# Project WSL: Why So Long?

## __Table of Contents for :__
* [Section 1: Problem Introduction and Datasets](#part1)
* [Section 2: Data Pre-processing](#part2)
    * [Pre-processing Steps](#part21)
    * [Map Matching](#part22)
* [Section 3: Clean Data, now the analysis](#part3)
    * [Aspect 1 of delay: Non-optimal routing](#part31)
    * [Aspect 2 of delay: Speed bottlenecks](#part32)
* [Section 4: Proposed alleviations](#part4)
    * [Can we route better?](#part41)
    * [Can we remove the bottlenecks?](#part42)

***
<a id='part1'></a>
# Section 1: Problem Introduction and Datasets

In a fast-paced society, we are especially concerned when things do not go as efficiently as expected.
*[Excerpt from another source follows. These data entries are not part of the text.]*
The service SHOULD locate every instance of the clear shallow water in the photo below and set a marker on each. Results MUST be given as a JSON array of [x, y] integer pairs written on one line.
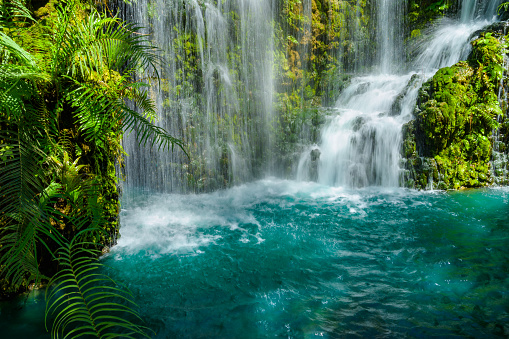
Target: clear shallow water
[[301, 260]]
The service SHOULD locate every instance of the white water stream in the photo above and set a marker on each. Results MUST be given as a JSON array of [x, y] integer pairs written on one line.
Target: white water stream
[[360, 145]]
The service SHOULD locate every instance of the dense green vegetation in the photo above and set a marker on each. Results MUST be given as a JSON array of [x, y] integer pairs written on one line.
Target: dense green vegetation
[[68, 91], [66, 96], [449, 144]]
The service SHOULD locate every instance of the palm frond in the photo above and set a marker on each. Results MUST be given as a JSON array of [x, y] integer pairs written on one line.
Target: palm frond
[[12, 11], [10, 46], [83, 301], [96, 111]]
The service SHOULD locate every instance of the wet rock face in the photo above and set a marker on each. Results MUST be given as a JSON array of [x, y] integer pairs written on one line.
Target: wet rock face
[[449, 144]]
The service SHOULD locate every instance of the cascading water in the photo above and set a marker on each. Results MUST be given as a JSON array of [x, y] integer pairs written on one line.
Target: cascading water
[[360, 146], [215, 92]]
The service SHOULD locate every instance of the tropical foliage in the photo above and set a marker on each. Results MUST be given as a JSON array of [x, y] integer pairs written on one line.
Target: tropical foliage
[[67, 94]]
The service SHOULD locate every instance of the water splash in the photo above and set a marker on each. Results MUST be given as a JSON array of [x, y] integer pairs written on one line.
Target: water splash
[[215, 93], [360, 146]]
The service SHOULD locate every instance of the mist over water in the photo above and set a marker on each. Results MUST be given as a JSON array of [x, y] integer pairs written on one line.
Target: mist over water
[[340, 252], [360, 145], [288, 259]]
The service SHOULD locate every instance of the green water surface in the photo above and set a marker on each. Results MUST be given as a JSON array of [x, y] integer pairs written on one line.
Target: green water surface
[[283, 259]]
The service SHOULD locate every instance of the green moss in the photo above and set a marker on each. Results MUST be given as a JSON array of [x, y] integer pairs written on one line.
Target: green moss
[[456, 113]]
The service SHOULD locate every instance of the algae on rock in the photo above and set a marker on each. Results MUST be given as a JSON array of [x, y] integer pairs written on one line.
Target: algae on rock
[[449, 144]]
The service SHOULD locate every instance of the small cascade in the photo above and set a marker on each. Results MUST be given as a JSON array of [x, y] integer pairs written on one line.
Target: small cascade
[[360, 145], [499, 156]]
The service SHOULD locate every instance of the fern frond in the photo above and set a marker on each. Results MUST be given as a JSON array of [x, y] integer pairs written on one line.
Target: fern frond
[[83, 301]]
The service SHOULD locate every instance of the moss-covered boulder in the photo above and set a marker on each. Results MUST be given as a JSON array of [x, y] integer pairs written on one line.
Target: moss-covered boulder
[[448, 145]]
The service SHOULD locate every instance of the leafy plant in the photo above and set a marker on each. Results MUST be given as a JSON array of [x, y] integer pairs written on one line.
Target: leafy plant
[[66, 95], [87, 302]]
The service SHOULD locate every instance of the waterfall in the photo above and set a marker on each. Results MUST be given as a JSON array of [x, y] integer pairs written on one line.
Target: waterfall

Now, equipped with some data analytic tools, we want to progress from complaining each time our Grab ride or food order arrives late, to actually understanding the **why** and **how** can we do better.
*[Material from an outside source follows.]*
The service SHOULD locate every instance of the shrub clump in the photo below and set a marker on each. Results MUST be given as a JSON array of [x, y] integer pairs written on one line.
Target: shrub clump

<p> This notebook addresses 3 key sections, (i) data pre-processing, where we have read the paper to understand the dataset better and perform relevant data pre-processing steps, (ii) do some detective work and find out what could possibly lead to delays, (iii) some innovative ideations we have come up with to address the reasons found in Part (ii). But first, some Python dependencies. </p>

### Python dependencies

In [1]:
from preprocess import *
import pandas as pd 
import geopandas as gpd
import osmnx
import folium
import matplotlib.pyplot as plt
import seaborn as sns
import json
import sys
from bs4 import BeautifulSoup
from tqdm import tqdm
from datetime import datetime, timedelta, timezone
import numpy as np

from ipyleaflet import (Map, GeoData, basemaps, WidgetControl, GeoJSON,
                        LayersControl, Icon, Marker,basemap_to_tiles, Choropleth,
                        MarkerCluster, Heatmap,SearchControl, 
                        FullScreenControl)
from ipywidgets import Text, HTML

### Relevant Datasets:
1. External Datasets we found useful

In [2]:
# We have secured 2 external datasets:

# sg_areas represent the towns/boundaries for Singapore, retrieved from data@gov
sg_areas = gpd.read_file('data/master-plan-2019-subzone-boundary-no-sea-geojson.geojson')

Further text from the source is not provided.